Physicist Receives DOE Funding for Fusion Projects
UT Austin researcher Saeid Houshmandyar has been awarded approximately $900,000 by the DOE for fusion and plasma research over three years. The funding will support projects on electron cyclotron emission diagnostics for tokamaks and develop operation scenarios for ITER, advancing efforts to harness fusion as a clean energy source.
University of Texas at Austin researcher Saeid Houshmandyar will collectively receive roughly $900,000 from the Department of Energy (DOE) over three years to fund fusion and plasma research projects. This funding represents a larger effort on the part of the DOE to lay the foundation for fusion as a clean, plentiful energy source in the future.
Awards were chosen based off peer-reviewed submissions to two funding opportunities, sponsored by the Office of Fusion Energy Sciences within the DOE.
One of Houshmandyar’s projects focuses on developing electron cyclotron emission (ECE) diagnostic systems to measure electron temperature and electron temperature fluctuations attained in fusion devices, such as the tokamak, a donut-shaped device which uses a magnetic field to contain ionized gas, or plasma.

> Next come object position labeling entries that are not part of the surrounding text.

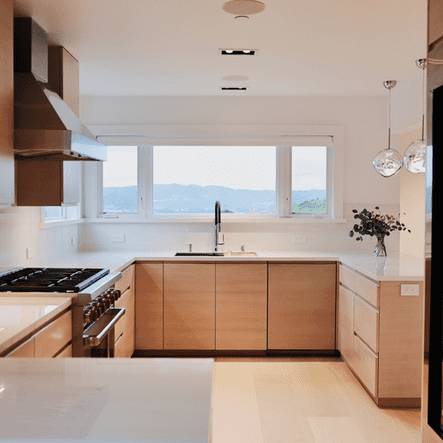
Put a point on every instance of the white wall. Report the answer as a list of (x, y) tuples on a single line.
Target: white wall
[(23, 243), (365, 125)]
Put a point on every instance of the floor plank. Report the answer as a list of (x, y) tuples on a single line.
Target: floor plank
[(303, 400)]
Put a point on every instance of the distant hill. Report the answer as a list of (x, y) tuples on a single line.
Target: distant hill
[(200, 199)]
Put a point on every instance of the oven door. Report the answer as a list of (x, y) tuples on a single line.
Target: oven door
[(99, 337)]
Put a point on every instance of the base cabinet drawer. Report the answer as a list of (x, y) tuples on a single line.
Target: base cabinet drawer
[(26, 350), (366, 365), (367, 321), (124, 345), (51, 341)]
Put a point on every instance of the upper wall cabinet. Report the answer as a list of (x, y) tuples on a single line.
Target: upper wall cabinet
[(435, 20), (6, 103), (53, 183)]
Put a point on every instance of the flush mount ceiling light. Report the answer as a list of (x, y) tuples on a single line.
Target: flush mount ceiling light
[(238, 51), (231, 88), (388, 162), (243, 7), (235, 78), (415, 155)]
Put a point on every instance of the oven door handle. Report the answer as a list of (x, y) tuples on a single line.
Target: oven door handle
[(98, 331)]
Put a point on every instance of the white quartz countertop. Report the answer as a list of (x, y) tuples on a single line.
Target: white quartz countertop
[(396, 267), (21, 315), (149, 400)]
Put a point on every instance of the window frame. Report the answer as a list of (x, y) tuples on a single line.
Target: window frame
[(283, 146)]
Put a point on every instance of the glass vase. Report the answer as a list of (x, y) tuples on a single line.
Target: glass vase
[(380, 247)]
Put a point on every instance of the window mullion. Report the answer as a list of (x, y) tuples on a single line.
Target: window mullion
[(145, 180), (283, 181)]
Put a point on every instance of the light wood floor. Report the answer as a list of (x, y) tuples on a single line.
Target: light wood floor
[(301, 399)]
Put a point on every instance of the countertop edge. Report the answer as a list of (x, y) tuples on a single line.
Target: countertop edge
[(31, 328)]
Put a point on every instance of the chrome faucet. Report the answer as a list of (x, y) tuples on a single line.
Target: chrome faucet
[(219, 237)]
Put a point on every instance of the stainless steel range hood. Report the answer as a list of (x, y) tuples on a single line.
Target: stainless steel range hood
[(45, 126)]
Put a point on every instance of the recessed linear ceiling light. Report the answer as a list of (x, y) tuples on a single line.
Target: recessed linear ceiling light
[(243, 7), (238, 51), (229, 88)]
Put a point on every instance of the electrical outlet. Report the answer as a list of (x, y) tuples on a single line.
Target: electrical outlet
[(29, 253), (410, 290), (118, 238), (299, 238)]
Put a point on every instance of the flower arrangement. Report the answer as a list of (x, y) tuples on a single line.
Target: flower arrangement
[(380, 225)]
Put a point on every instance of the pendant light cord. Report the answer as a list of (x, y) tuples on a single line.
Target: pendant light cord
[(389, 121), (424, 106)]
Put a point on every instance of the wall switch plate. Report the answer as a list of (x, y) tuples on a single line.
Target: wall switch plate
[(410, 289), (118, 238)]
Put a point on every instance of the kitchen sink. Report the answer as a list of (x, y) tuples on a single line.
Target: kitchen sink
[(199, 254)]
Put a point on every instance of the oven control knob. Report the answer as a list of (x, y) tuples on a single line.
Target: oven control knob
[(99, 307), (89, 314), (110, 296), (105, 300)]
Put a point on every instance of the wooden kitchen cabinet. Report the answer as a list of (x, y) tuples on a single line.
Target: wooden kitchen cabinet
[(53, 183), (7, 168), (54, 340), (63, 76), (346, 324), (301, 310), (125, 327), (47, 183), (386, 329), (241, 306), (189, 306), (149, 306)]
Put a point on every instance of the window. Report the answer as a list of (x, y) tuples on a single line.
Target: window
[(309, 170), (189, 179), (120, 180), (267, 181)]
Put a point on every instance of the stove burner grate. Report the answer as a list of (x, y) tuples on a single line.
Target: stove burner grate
[(49, 279)]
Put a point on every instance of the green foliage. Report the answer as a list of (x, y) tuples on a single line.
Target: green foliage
[(377, 224)]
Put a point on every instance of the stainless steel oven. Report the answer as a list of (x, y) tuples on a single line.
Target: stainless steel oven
[(94, 296)]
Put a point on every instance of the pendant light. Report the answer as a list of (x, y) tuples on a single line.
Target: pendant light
[(415, 155), (388, 162)]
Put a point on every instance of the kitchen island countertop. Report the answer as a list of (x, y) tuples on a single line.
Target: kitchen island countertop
[(150, 400), (396, 267)]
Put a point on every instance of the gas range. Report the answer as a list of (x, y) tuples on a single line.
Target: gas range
[(94, 300), (86, 283)]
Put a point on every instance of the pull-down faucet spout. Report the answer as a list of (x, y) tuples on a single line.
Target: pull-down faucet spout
[(219, 237)]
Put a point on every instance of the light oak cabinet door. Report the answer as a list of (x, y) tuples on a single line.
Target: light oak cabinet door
[(149, 306), (241, 306), (189, 306), (302, 306), (346, 324), (435, 20), (125, 327)]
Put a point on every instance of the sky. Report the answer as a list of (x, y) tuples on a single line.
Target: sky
[(246, 167)]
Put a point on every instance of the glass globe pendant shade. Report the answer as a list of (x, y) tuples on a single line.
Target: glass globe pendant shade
[(388, 162), (415, 157)]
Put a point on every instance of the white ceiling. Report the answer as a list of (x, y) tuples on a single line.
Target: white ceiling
[(170, 47)]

This project focuses on a medium-sized tokamak in the Czech Republic called the Compass Upgrade, which can perform experiments relevant to the International Thermonuclear Experimental Reactor (ITER), a global fusion project which remains the world’s largest plasma physics experiment.
Funding was also provided for Houshmandyar’s multi-institutional project dealing with the Experimental Advanced Superconducting Tokamak, a fusion reactor in China which provides direct experience for the construction of its much larger counterpart, the ITER. This project aims to develop operation scenarios and control applicable to the ITER and beyond. For this project, Houshmandyar is innovating by developing a portable-size ECE system, using state-of-the-art and contemporary technologies to measure real-time temperature gradient and temperature fluctuations in turbulent plasmas; the signal from the diagnostic would be utilized in feed-back control of the tokamak operations.
Houshmandyar, a research associate at the Institute for Fusion Studies, received his doctorate in physics from West Virginia University in 2010, and joined UT Austin’s Institute for Fusion Studies in 2014.